In realtà, quello di Obama, denuncia il Wall Street Journal, «non è un tentativo congiunturale di sostenere l'economia» in una fase di crisi, ma un progetto che mira ad «espandere in modo permanente la spesa pubblica», ponendo lo Stato «in una posizione così dominante» nell'economia che difficilmente si potrà farlo retrocedere.
Lo dimostra la grandezza assoluta della spesa federale proposta, che si avvicinerà nel 2009 ai 4 mila miliardi di dollari, il 27,7% del PIL. La più alta dal 1945, quando il paese era ancora mobilitato per la Seconda Guerra mondiale. E anche quando l'economia ripartirà, si prevede nel 2010, la spesa rimarrà più alta del 22% per l'intero prossimo decennio. «Ci concentriamo sulla spesa, piuttosto che sul deficit - spiega il WSJ - perché Milton Friedman ci ha insegnato che rappresenta il reale carico futuro sui contribuenti». Ma «la più grande illusione» di questa legge di bilancio sta proprio nelle ottimistiche previsioni di crescita: dopo aver perso quest'anno "solo" l'1,2%, secondo Obama il prossimo anno l'economia crescerà del 3,2%. «La realtà - conclude il WSJ - è che i Democratici vogliono sbrigarsi a trasformare tutto questo in legge adesso che Obama è nella sua lune di miele con gli elettori e che possono accusare Bush della recessione».

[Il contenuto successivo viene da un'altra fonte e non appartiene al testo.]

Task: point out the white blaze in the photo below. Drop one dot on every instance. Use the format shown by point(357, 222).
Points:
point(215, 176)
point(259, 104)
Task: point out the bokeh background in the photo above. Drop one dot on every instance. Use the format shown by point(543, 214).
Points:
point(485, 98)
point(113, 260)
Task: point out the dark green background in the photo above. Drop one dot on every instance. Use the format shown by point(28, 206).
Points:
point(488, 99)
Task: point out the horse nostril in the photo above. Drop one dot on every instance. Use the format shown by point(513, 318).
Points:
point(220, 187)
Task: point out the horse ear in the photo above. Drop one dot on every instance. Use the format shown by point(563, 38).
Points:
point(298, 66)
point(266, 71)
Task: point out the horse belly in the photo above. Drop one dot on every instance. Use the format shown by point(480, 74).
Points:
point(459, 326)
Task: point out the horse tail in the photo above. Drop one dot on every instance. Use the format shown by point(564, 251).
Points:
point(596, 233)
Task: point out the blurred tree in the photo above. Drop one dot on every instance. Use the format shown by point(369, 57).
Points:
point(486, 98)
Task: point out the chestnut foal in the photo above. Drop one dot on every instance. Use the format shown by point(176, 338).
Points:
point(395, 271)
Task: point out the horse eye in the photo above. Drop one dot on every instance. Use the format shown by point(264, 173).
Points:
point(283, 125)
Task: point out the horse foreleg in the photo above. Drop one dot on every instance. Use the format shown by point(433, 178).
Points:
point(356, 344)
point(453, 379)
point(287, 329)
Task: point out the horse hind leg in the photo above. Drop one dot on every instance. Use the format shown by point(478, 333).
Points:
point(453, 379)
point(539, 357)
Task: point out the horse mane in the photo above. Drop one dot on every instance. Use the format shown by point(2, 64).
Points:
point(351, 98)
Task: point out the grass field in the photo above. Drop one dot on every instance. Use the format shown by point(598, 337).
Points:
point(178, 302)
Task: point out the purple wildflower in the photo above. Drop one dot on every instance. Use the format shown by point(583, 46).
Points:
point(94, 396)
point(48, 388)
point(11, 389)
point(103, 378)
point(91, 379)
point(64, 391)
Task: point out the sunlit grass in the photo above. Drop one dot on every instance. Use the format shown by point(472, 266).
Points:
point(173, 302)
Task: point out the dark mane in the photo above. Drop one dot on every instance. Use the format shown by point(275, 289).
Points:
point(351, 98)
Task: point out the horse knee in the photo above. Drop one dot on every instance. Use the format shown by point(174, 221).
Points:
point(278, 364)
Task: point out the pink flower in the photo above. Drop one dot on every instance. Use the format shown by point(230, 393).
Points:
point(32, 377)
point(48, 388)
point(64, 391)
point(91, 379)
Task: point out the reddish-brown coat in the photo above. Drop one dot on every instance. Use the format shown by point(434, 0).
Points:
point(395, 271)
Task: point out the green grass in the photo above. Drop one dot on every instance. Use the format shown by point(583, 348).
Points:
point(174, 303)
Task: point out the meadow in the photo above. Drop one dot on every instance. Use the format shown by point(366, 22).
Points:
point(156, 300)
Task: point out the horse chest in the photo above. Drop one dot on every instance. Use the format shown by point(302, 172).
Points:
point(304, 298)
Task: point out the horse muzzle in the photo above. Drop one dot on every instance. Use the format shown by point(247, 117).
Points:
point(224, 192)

Anche in casa democratica c'è preoccupazione. Il think tank clintoniano Brookings Institution ha pubblicato un allarmante studio dal quale emerge che anche secondo le previsioni più ottimistiche - se l'economia tornasse alla piena occupazione in due anni facendo decadere il pacchetto di stimolo - il deficit raggiungerà una media di almeno mille miliardi l'anno per i dieci anni successivi al 2009. Per l'economista Isabel Sawhill, è necessario riportare sotto controllo la spesa sanitaria. «Ma al momento nessuno sa come», ammette sollevando delle perplessità sul piano di Obama per l'assistenza sanitaria universale: «Tutti vorremmo offrire una copertura ai non assicurati, ma questo costerà di più, non di meno, del sistema attuale».
Anche negli Stati Uniti si pone il problema dell'aumento dell'età di pensionamento per la tenuta del sistema previdenziale. «La spesa in altri settori potrebbe essere ridotta, ma il vero problema sono le pensioni e la sanità». Se non si affrontano questi nodi, i tagli rischiano di far risparmiare spiccioli, non dollari. Nel frattempo - conclude Isabel Sawhill - stiamo lasciando un enorme debito sulle spalle delle prossime generazioni e incrociamo le dita che gli investitori stranieri continueranno a prestarci soldi a condizioni ragionevoli. Il problema non è la mancanza di risorse, ma di volontà politica».